Trickier because your scope is retroflex. So you've got much less flexibility. So it is much harder to do the ileal intubation than it is to do that the pyloric intubation.
So in that regard, it just because the scope mobility is a little bit lower, but yeah, essentially you're trying to line up for the the sort of star shape opening and just gently pushed through, so using a little bit of air to try and get it to open and gradually go forward. But again, you needing to put Little bit of pressure and and sort of a forceful sort of confident movement with the scope forward to try and push through the opening, because if you're advancing the scope forward, you're also pushing the escape into the transverse colon. So you need it to be able to sort of slide through.
So it's often sort of 5 to 10 centimetres forward that you're moving the scope, just to get a few centimetres through the opening, but it is more difficult to do that. I say practise makes perfect. Yeah, I find that tricky.
So it is one of the more difficult things. Yeah. I just got a question from Laura.
Laura, is there a specific technique, such as pushing down for the safe insertion or removal of the endoscope regarding prevention of damage of upper GI structures? I'm a first year vet student yet to do the first GI module. So, so if you're moving the scope over the top of the larynx into the oesophagus, it's normally fairly easy to do that.
So we use a little bit of water soluble lubrication just on the scope so it's KY jelly or something similar. And yeah, it's just, just, it's just gradually pushing the scope down. So it's very similar to placing a feeding tube or a gastric tube if we had a distension.
So, no, it's, it's really just passing the scope over the top of the of the laryn. It's very easy. You you can visualise it using a laryngoscope, or most people just do it blindly, and it's just generally pushing the scope forward.
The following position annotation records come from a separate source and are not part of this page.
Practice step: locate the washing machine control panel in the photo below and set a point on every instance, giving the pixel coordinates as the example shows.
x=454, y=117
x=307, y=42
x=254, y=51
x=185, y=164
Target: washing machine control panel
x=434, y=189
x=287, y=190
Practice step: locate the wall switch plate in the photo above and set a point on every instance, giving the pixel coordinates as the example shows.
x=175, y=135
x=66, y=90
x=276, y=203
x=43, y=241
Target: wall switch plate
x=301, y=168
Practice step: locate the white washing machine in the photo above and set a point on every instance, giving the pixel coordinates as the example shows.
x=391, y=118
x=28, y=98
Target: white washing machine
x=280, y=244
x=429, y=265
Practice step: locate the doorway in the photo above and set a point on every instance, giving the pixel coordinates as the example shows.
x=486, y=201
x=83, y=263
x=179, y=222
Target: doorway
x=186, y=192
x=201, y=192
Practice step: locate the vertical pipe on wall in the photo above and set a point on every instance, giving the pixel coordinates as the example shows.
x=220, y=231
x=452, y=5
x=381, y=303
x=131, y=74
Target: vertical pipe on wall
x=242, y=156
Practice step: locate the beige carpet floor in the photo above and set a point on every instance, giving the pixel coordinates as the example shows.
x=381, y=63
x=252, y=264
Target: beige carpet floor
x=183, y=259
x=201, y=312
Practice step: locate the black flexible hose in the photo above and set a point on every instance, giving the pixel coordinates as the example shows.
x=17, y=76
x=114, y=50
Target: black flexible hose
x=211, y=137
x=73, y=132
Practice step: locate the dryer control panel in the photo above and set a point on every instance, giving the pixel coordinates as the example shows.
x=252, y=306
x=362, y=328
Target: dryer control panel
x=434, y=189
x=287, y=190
If ever using endoscopy, the scope doesn't seem to want to go forward. You're probably pushing against, a wall or something, so you need to come back and redirect the scope and then go forward. So, yeah, there's a little bit of experience that helps us with that, but you don't really want to be pushing too hard.
If you're pushing, you know, finger against your arm to the point that it was hurting, that's the sort of thing that you Don't want to do is sort of gentle pressure that you want to push forward. It's not something that would be a very dynamic action. Yeah.
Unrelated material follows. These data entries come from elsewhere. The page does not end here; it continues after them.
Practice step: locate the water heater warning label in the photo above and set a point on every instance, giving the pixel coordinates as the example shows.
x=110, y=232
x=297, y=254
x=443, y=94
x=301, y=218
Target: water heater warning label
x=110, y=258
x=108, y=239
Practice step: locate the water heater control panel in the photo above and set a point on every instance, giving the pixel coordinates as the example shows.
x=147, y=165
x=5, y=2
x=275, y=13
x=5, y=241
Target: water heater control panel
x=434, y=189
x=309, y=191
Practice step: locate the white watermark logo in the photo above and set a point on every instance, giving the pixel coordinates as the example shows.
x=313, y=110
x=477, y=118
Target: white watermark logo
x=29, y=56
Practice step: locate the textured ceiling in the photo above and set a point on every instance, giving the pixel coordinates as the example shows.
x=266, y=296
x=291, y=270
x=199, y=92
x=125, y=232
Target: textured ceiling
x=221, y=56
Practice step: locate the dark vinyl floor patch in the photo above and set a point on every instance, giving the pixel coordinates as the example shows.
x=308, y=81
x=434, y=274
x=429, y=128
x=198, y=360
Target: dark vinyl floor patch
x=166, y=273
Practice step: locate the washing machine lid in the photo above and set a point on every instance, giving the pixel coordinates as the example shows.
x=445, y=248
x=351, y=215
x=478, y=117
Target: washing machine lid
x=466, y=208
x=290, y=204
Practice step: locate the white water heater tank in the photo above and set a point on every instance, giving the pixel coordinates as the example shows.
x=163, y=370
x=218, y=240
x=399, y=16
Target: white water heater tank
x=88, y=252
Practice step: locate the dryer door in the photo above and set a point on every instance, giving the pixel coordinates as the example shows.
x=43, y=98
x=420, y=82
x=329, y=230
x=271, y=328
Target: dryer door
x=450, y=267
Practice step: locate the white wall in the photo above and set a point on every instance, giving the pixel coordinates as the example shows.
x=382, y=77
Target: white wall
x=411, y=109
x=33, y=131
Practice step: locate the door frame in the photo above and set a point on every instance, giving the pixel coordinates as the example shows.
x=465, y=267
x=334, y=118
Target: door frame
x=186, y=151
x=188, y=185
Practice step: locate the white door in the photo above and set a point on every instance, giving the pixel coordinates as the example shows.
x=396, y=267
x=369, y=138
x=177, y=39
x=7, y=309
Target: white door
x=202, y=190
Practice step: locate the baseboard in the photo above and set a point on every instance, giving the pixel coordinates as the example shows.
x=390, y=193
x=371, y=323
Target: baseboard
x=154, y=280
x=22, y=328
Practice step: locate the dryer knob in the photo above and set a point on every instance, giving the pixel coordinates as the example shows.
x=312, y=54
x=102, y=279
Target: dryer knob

No problem. Well, hopefully that has helped you, Laura, and it'll put you top of the class when it does come around to your GI module. And, please do, signpost any of your other fellow, students, to this webinar afterwards, if they would also like to have a look, because it is complimentary for BVA students to, get, get involved with this.
So I think that is it for the question, Simon. So all it leaves me to do is to say thank you to Lewis, for being on hand to answer any technical queries this evening. And getting Simon set up in the first place.
Thank you to yourselves for attending. I would encourage you at the end of this webinar, there will be a short survey, so please do complete that survey as it really helps just help shape our future content and also provide some great feedback for Simon as well. And obviously thank you to Simon.
For, I know it's been quite a fraught day for you, so thank you very much for giving your time to actually continue to deliver this webinar, really appreciate it and hopefully we'll see you all on our webinar soon.